Стрелец шляхтичу под нос кукиш сунул:
— На-кось, выкуси вместе со своим королем!
О похвальбе шляхтича Шеин поведал жене. Настена возмутилась:
— Латинянина на царство звать? Стыдоба! Аль российская земля боярами и князьями оскудела?
— Одно, мать, обещаю: да будь и Владислав царем московским, и в том случае я в Смоленск Жигмунда не впущу, костьми лягу за российскую землю…
По скрипучей крепостной лестнице Шеин поднялся на воротнюю башню, осмотрел в зрительную трубу вражеский лагерь. Все как прежде, разве что обоз с западного рубежа подошел.
Стрелец, караульный, заметив, на что боярин внимание обратил, промолвил:
— Пороховое зелье подвезли, бочонки сгружали в погребок. Эвон, за фашинами{29}.
«Охотников бы огонька подбросить, — подумал Шеин. — Однако охрана у погребка добрая, разве людей погубишь… — И вдруг мысль: — Не подкоп ли ляхи замыслили? Для того и порох… Ежели подкоп, то куда? Может, из-за фашин копать учнут?.. Надобно стрелецких голов упредить, пускай в караулы ушастых ставят…»

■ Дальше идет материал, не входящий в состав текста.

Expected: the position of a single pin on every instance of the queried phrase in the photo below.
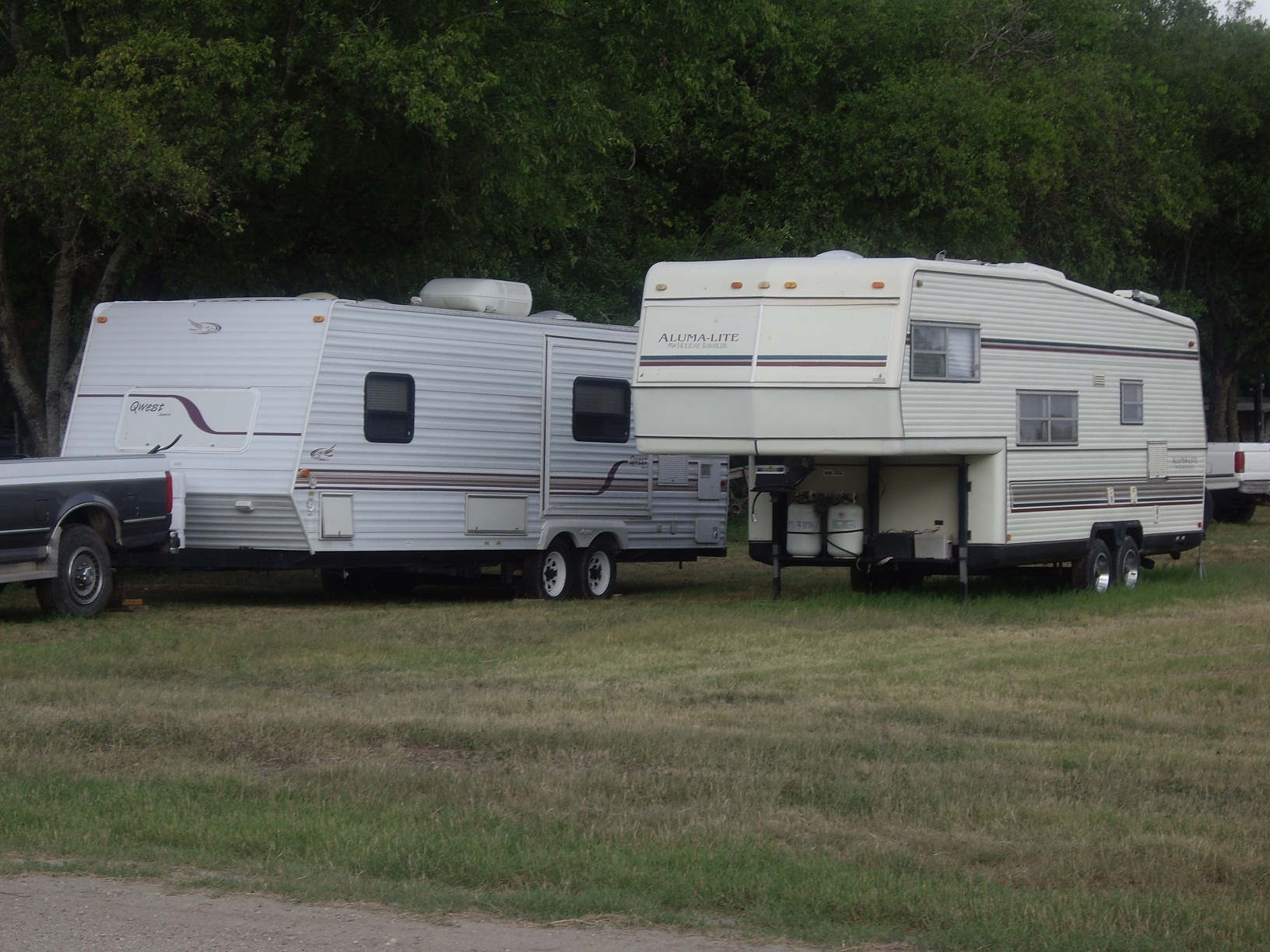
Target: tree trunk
(60, 331)
(1217, 404)
(107, 289)
(12, 357)
(1232, 408)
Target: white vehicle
(385, 441)
(1239, 479)
(910, 418)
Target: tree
(117, 128)
(1213, 264)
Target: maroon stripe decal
(1086, 352)
(196, 415)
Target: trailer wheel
(82, 583)
(1128, 562)
(549, 574)
(597, 572)
(1093, 572)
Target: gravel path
(93, 914)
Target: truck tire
(82, 583)
(550, 574)
(1093, 572)
(1128, 562)
(597, 572)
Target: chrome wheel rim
(1101, 572)
(1131, 566)
(84, 576)
(600, 572)
(556, 574)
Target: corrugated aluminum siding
(479, 418)
(272, 345)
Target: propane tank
(846, 528)
(803, 530)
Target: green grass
(1038, 768)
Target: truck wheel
(82, 583)
(549, 574)
(1093, 572)
(597, 572)
(1128, 562)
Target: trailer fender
(583, 532)
(1114, 532)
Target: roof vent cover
(480, 295)
(1142, 297)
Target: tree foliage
(223, 148)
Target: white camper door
(590, 475)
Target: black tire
(1239, 513)
(1128, 562)
(878, 579)
(1093, 572)
(82, 583)
(550, 574)
(597, 572)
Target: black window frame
(1141, 403)
(377, 423)
(1048, 418)
(914, 352)
(597, 427)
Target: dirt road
(89, 914)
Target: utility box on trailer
(910, 418)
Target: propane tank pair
(845, 537)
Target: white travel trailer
(456, 433)
(912, 418)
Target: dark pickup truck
(61, 518)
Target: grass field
(1035, 769)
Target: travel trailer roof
(838, 275)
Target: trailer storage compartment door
(590, 461)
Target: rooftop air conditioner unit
(482, 295)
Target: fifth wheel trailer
(910, 418)
(359, 437)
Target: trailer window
(1047, 419)
(1131, 401)
(945, 352)
(601, 410)
(389, 408)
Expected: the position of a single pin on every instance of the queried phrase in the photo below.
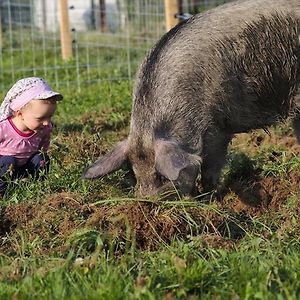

Собрал Шеин воевод, совет держали и решили время от времени слать в неприятельский тыл лазутчиков, разведывать, что Жигмунд замысливает.
Прошка, молочный брат князя Михайла Васильевича Скопина-Шуйского, сидел в людской, обхватив ладонями вихрастую голову, и горько плакал.
Плакала дворня, сновала бесшумно. Притих воротний мужик, и даже лютые псы забились по конурам, не тявкнут.
А в опочивальне оконца закрыты ставенками, горят свечи у иконы Божьей Матери. У стены на мягком ложе, высоко поднятый на пуховых подушках, полусидит князь Михайло. Лицо бледное, взгляд потухший, а в животе огонь. Мамушка-кормилица, холопка, опустилась на колени, тянет ковш с холодным молоком, уговаривает:
— Испей, князюшко, сынок мой молочный, свет мой Мишенька.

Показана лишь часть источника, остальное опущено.